The second common mistake payroll companies make is failing to send out your documents all together. If you know you worked somewhere and you don’t receive the documents, call HR or call the payroll company. Failure to receive the documents does not mean that income was not reported to the IRS. If you do not include that income on your return, you could face audit or possibly criminal charges if they feel the underreporting was willful. When tax time comes, start putting all your documents together. Get organized and make sure you have everything you need to prepare the return. If you are missing information or feel you are not ready, request an extension. With that being said, if you think you might owe money for the tax year, try to pay the balance. Remember, an extension to file is not an extension to pay.
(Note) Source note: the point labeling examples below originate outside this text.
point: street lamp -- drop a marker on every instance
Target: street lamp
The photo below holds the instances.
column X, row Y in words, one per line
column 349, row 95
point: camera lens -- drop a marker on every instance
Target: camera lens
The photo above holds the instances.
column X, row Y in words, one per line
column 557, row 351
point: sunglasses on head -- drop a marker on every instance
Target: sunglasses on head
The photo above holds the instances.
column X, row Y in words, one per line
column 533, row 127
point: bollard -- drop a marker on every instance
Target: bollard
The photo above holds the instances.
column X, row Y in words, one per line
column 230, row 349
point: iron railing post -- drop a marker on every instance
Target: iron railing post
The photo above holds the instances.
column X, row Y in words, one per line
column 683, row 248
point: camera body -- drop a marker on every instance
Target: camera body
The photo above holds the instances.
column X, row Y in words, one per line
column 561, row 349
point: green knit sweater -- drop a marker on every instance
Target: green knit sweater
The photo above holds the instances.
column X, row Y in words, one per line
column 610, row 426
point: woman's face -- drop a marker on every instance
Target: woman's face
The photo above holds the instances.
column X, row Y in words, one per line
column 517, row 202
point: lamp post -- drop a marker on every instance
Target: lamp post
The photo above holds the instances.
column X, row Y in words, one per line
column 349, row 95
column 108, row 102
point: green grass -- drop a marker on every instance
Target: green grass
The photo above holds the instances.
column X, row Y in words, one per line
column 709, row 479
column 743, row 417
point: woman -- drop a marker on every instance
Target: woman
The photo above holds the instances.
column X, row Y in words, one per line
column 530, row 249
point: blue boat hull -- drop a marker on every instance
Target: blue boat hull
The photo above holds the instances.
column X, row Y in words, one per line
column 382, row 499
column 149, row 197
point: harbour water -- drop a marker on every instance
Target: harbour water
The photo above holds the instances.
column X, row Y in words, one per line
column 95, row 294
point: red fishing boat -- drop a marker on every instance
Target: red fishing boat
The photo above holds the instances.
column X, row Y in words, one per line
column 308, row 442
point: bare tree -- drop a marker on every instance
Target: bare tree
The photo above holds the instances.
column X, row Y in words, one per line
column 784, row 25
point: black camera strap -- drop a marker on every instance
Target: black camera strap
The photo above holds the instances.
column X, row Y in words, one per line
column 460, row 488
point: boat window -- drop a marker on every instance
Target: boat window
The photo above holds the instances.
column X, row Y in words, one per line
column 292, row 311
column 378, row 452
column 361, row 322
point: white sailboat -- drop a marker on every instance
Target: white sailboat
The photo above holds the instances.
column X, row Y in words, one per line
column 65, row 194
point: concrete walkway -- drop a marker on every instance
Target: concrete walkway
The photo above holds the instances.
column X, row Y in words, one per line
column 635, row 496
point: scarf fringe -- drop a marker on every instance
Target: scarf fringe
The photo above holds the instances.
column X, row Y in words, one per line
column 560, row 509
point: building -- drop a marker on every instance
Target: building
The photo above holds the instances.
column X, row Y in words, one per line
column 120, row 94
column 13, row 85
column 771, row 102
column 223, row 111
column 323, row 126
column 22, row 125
This happens quite often. There’s a miscommunication between the worker and payroll company. Maybe you knew you were getting a small check and you call your payroll company and request to change your exemptions. Often times people get bad advice from coworkers telling them to claim exempt or increasing their exemptions. Don’t listen to this advice. Filing exempt without a good reason is never a good idea. You are shooting yourself in the foot for a few extra dollars in a paycheck. If you change your exemptions remember to contact your payroll company when finances improve and adjust accordingly.

Don’t forget to tell them the payroll company and have them put your W-4 withholdings back to 1 or 2 once finances improve. You must follow up and review your pay stubs to make sure your payroll company made the appropriate changes, you can’t just hope that one phone call completes this task. Follow it through until the end. Sometimes a simple phone call or letter is required to make sure the change is completed correctly.

Poor Record Keeping 

This payroll error includes poor record keeping, poor data entry, incompetent staff and bad handling methods. Manual inputting can result in mismatched identities such as names and social security numbers. When you receive your checks or documents from your company, please check your personal information. Make sure your social security number is correct, look over the withholdings, check your hours, and please do your due diligence to protect yourself from payroll companies errors.

There is always room for errors and miscommunication. Companies are growing in size and with new automation there is a huge margin for error. Things can slip through the cracks and before you know it you get a collection letter from the IRS or your state. Bottom line — educate yourself on business matters. If you see a problem speak up and protect yourself, or you may be one of the unfortunate taxpayers with a big back tax bill.